Benedetto cursed inwardly. This was not the direction he’d expected the conversation to take. Hearing her defend her father like this was making his heart poundand his blood boil.
“Oh, yes?” He pushed, his words dangerously silky.
“Yes,” she spat. “You could never understand how hard it was for him to raise me on his own.”
Benedetto didn’t speak. He was incapable of forming words. He simply stared at her and Kate, anxious and filled with emotions she hadn’t felt in a long time, went on the attack. She had always been powerless with Augustine and she would not be with Benedetto now.
“Who are you to judge?”
“Meaning?” He paced around to her, so that he was standing just before her. But he didn’t touch her. Kate was skittish and Benedetto never, ever wanted her to fear him. The primal need to convince her that she was safe with him surprised him, but he could not ignore it. He forced himself to calm down, to relax his posture so that he wasn’t so large and intimidating. He relaxed his facial muscles, easing a look of bland disinterest across his expression.
“You work. You work really hard. You’re really great at making money. And you’re really great at … making love. But relationships? Looking after people? What of that?” She sucked in a deep breath, unable to countenance the realities she was confronting. “My father … isn’t … he’s a long way off perfect. But he never meant to hurt me. He just … I was … he worked so hard, Benedetto. He worked hard for me. So that I’d have everything I could ever want. And then he had to deal with me.”

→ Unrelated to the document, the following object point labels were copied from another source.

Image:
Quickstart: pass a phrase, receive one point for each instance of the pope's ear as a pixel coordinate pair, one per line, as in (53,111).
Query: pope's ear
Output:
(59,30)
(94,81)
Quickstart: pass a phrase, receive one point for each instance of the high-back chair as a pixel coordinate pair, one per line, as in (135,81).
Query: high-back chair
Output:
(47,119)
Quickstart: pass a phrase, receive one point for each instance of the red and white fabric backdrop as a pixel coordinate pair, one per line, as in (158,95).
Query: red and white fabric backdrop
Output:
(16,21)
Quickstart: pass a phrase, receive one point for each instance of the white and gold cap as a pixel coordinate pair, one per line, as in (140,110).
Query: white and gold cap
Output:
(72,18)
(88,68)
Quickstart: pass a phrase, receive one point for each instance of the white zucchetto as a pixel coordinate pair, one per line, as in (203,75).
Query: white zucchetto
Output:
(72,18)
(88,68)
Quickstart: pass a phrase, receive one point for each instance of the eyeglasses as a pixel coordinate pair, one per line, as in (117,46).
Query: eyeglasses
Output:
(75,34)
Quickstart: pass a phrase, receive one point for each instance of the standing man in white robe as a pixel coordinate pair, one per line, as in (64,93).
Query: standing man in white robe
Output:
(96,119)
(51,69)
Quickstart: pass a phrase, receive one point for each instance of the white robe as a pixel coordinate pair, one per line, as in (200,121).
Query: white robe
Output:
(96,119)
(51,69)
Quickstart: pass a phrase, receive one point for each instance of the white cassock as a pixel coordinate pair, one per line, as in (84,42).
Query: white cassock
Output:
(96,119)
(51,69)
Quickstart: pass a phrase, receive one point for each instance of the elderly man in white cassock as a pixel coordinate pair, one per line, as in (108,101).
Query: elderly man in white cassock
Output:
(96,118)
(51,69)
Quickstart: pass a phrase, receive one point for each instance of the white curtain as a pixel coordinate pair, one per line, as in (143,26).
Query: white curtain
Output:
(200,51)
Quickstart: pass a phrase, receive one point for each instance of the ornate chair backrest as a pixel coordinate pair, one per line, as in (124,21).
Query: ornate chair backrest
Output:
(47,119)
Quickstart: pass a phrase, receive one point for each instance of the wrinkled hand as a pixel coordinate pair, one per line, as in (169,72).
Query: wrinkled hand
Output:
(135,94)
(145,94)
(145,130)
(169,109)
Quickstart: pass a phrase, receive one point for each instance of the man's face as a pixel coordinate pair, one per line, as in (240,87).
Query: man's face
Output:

“To deal with you? I do not think you would have been a difficult child,cara.”
“I was,” she responded, though in that moment she couldn’t think of a precise example as to why.
“In what ways?” He asked, as though sensing her confusion.
“I just was. Look, just drop it, okay?”
Benedetto shook his head. “If not your father, then what?” He tried to change the direction of his questioning, wondering if perhaps she might reveal more if she felt less threatened. “What do you do here? Why did you hide in this tiny apartment?”
“I’m not bloody hiding! Jesus! What are you talking about?” But the walls were closing in. It was all getting too real.
She spun away from him and lifted a shirt from the bag she’d brought with her.She pulled it on roughly, angrily, desperately. She held the secret tightly not because she didn’t want to share herself with him, but because she couldn’t make her past real again. She couldn’t. She wouldn’t.
“You obviously enjoyed a privileged childhood. Yet you live in a slum. You are private. You have an insecurity that is at odds with your personality. Why?”
“I don’t,” she said, and she was shivering uncontrollably now. He saw, and he felt as though a knife was cleaving through his chest.
“You don’t what?” He pushed, reminding her suddenly of her father in his relentless need for answers.
She swallowed. “I don’t know.” She squeezed her eyes shut. “Please drop it, Benedetto.” Her stomach rolled with pain. She couldn’t look at him when she spoke and so she kept her eyes closed, her lashes forming two thick, black fans across her pale cheeks. “It was just a dream tonight. It’s all just a dream now.”
God, how he wanted her to stop speaking in riddles. But he put an arm around her back and crushed her to his body as though he could pour his own strength into her. He held her against him until slowly he sensed that she was no longer shivering. He felt Kate returning to him, and he held her until he was certain she had.
“You’re safe now,” he said simply, hoping that it was true and knowing he would do anything in his power to make it so.
The text message he’d sent to Augustine sat like a bullet in his mind though. Hours later, as Kate slept beside him, he stared at the ceiling. His mind spun like a wheel, trying to make sense of what was happening.
Augustine had never responded.
But the message had gone through.
And the fact that he hadn’t replied didn’t mean he wouldn’t, somehow, react. In fact, Benedetto knew that he would. Without a doubt.
He propped up on one elbow so that he could study Kate. She was so beautiful. So ethereally lovely. She was smart, too, with a quick wit. She had left Augustine. She had run to another country and buried herself in cheap obscurity.
Taking care to be quiet, he pushed his feet out of the bed and moved quickly from the bedroom. He made a coffee and took it to his study. The place was as well equipped as any of his offices; he’d made sure he had the highest speed internet cabled in, and replaced the computer systems every twelve months. It was state of the art. Itneeded to be, to keep him in touch with everything he was overseeing across the world.
He clicked into a file with a numeric pathname – designed to arouse no interest in anyone but himself.
And there she was.
Katherine Beauchamp on The Kings Road. His heart ricocheted around his chest. He stared at the computer screen and felt a heightening sense of desperation. It had been taken years earlier. She looked younger. And yes, he could see why he’d looked at her with a sense of searing hatred, for she embodied everything he thought he despised. She looked so expensive and cherished in this picture – expensive because of clothes Augustine had bought her, and cherished by the man who had ruined his father’s life.
But when had he decided to use her like this?